Durante un consejo de ministros televisado, el mandatario se refirió a la importancia de la prevención en pacientes con esta enfermedad, señalando que ciertas actividades pueden representar riesgos si no se cuenta con el tratamiento adecuado. Sus palabras fueron interpretadas por algunos sectores como un señalamiento indirecto hacia la madre del menor, lo que desató una ola de reacciones.

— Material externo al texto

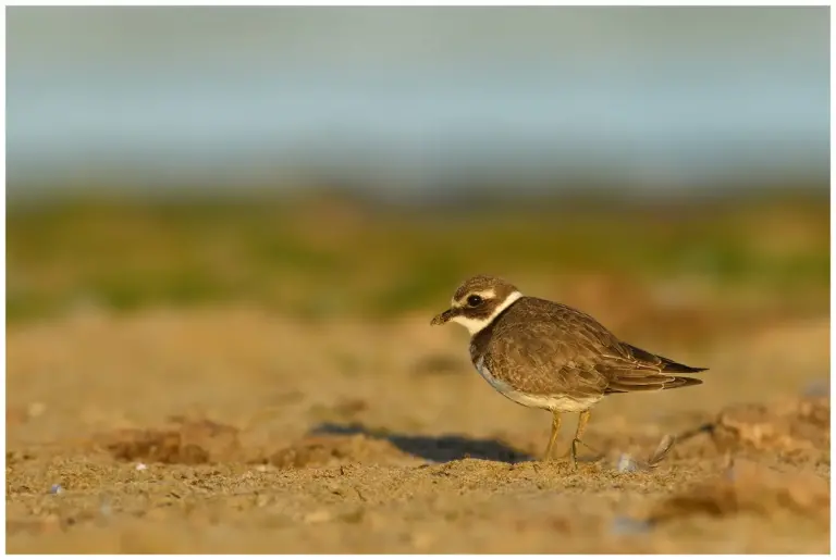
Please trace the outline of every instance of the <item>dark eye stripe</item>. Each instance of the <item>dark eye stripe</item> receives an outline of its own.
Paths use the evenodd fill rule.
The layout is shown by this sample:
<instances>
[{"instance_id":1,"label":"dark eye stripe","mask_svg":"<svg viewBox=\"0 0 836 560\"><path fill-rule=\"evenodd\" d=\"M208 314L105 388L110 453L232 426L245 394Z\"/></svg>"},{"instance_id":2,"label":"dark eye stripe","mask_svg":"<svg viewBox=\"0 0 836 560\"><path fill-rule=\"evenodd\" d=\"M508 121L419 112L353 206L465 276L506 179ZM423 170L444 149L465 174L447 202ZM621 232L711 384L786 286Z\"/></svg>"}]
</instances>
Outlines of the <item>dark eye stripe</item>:
<instances>
[{"instance_id":1,"label":"dark eye stripe","mask_svg":"<svg viewBox=\"0 0 836 560\"><path fill-rule=\"evenodd\" d=\"M481 296L477 296L476 294L467 297L467 304L470 307L479 306L481 302L482 302Z\"/></svg>"}]
</instances>

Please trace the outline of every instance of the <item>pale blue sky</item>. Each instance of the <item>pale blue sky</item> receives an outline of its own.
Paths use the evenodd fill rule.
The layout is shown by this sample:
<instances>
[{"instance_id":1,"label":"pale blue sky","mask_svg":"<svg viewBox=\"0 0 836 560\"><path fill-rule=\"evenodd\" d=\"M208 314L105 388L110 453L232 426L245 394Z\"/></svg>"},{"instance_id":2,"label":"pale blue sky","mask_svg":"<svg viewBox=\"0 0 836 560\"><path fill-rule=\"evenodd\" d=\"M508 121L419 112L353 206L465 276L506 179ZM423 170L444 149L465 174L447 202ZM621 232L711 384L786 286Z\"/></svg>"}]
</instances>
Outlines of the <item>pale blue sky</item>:
<instances>
[{"instance_id":1,"label":"pale blue sky","mask_svg":"<svg viewBox=\"0 0 836 560\"><path fill-rule=\"evenodd\" d=\"M9 8L10 188L826 177L824 8Z\"/></svg>"}]
</instances>

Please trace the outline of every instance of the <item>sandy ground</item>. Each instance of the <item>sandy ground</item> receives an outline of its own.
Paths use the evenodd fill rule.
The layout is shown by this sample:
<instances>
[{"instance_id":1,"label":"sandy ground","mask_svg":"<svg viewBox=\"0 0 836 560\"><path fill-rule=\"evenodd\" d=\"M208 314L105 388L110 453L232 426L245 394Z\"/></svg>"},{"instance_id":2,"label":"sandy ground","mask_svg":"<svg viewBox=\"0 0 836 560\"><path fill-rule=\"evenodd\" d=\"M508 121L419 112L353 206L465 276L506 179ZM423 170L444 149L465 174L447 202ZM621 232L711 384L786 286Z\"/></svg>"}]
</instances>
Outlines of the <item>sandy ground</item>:
<instances>
[{"instance_id":1,"label":"sandy ground","mask_svg":"<svg viewBox=\"0 0 836 560\"><path fill-rule=\"evenodd\" d=\"M585 438L600 453L574 471L533 460L549 414L494 393L466 333L430 328L431 313L13 326L8 551L829 551L826 316L699 346L617 332L711 370L698 387L602 401Z\"/></svg>"}]
</instances>

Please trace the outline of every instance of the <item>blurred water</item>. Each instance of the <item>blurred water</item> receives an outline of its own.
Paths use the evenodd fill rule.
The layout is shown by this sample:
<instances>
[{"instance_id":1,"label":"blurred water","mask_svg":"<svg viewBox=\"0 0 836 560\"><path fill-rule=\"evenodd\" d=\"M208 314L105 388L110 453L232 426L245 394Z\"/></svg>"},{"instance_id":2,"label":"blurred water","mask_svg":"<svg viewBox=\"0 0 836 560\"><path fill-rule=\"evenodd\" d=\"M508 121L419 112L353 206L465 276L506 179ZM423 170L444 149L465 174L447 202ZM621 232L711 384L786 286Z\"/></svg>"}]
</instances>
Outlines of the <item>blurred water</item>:
<instances>
[{"instance_id":1,"label":"blurred water","mask_svg":"<svg viewBox=\"0 0 836 560\"><path fill-rule=\"evenodd\" d=\"M10 189L826 181L826 9L8 11Z\"/></svg>"}]
</instances>

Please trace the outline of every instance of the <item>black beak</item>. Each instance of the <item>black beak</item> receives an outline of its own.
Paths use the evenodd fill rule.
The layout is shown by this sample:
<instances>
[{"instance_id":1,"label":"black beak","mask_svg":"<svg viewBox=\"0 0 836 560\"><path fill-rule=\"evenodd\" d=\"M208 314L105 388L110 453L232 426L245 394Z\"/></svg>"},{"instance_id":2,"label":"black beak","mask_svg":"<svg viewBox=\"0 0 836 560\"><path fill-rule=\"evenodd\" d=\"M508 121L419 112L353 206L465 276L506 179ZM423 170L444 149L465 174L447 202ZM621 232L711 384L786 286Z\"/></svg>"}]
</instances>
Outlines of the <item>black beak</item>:
<instances>
[{"instance_id":1,"label":"black beak","mask_svg":"<svg viewBox=\"0 0 836 560\"><path fill-rule=\"evenodd\" d=\"M444 311L442 313L439 313L434 318L432 318L432 321L430 321L430 324L431 325L443 325L444 323L446 323L447 321L453 319L455 315L456 315L455 310L448 309L448 310L446 310L446 311Z\"/></svg>"}]
</instances>

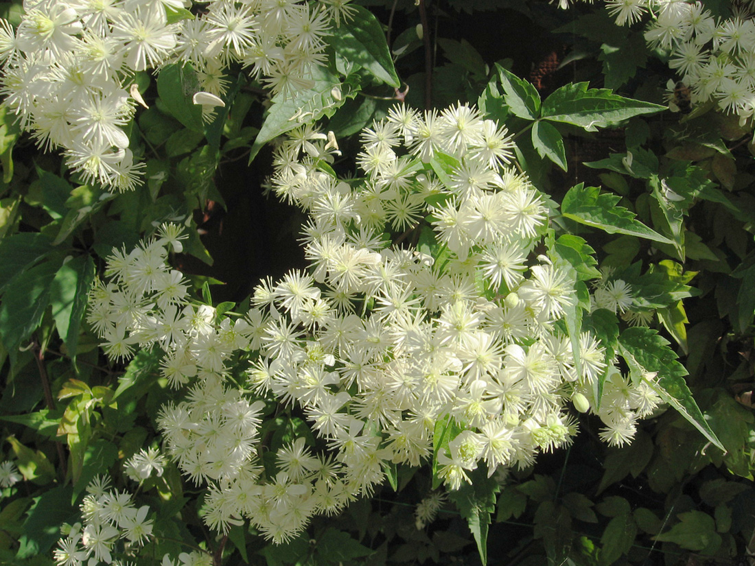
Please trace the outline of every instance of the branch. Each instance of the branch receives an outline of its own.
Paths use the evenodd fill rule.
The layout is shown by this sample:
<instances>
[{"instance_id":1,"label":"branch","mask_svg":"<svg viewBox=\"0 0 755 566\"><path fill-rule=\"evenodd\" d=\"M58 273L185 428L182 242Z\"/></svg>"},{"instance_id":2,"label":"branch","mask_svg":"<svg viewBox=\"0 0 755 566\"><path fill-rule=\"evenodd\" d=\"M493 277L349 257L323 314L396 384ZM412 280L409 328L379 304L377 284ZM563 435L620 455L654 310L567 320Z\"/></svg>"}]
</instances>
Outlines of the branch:
<instances>
[{"instance_id":1,"label":"branch","mask_svg":"<svg viewBox=\"0 0 755 566\"><path fill-rule=\"evenodd\" d=\"M45 352L36 338L34 339L34 361L37 364L37 369L39 370L39 379L42 382L42 391L45 392L45 402L50 411L54 411L55 400L52 396L52 389L50 389L50 378L48 377L47 368L45 367ZM66 469L66 453L63 452L63 444L60 441L55 441L55 448L57 450L58 460L60 460L60 472L65 478L68 475Z\"/></svg>"}]
</instances>

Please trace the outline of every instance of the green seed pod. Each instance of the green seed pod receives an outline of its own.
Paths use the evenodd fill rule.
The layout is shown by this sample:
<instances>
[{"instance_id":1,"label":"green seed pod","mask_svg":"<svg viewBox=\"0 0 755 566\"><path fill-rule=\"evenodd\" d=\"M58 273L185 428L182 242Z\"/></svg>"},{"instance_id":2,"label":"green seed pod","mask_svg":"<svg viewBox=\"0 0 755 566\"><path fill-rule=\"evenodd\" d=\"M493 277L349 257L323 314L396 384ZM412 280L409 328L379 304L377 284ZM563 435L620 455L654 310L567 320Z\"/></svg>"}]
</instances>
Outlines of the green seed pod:
<instances>
[{"instance_id":1,"label":"green seed pod","mask_svg":"<svg viewBox=\"0 0 755 566\"><path fill-rule=\"evenodd\" d=\"M581 393L575 393L572 395L572 402L574 404L574 408L580 413L587 413L590 411L590 401Z\"/></svg>"}]
</instances>

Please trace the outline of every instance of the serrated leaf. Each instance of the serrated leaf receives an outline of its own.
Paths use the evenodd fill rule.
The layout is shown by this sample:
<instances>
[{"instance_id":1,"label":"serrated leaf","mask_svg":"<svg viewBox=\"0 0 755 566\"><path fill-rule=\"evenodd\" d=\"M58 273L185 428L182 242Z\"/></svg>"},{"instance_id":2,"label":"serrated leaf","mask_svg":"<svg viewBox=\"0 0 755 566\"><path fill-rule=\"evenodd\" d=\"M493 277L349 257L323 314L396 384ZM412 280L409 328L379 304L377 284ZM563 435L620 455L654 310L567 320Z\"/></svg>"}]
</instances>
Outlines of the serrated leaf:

Expertos en salud pública, como la epidemióloga Zulma Cucunubá, directora del Instituto de Salud Pública de la Pontificia Universidad Javeriana, señalaron que la verdadera prevención en pacientes con hemofilia consiste en garantizar el acceso continuo a tratamientos profilácticos, que permiten a los pacientes llevar una vida normal.
Por su parte, la madre del menor aseguró que su hijo estuvo varios meses sin recibir el medicamento necesario para su condición, lo que habría limitado su capacidad de coagulación y aumentado su vulnerabilidad.
El ministro de Salud, Guillermo Alfonso Jaramillo, anunció que el Gobierno investigará el caso para establecer las causas y responsabilidades en la atención del menor.
El caso ha reabierto el debate sobre el acceso a tratamientos médicos en Colombia, el funcionamiento del sistema de salud y la responsabilidad de las EPS en la atención de pacientes con enfermedades crónicas.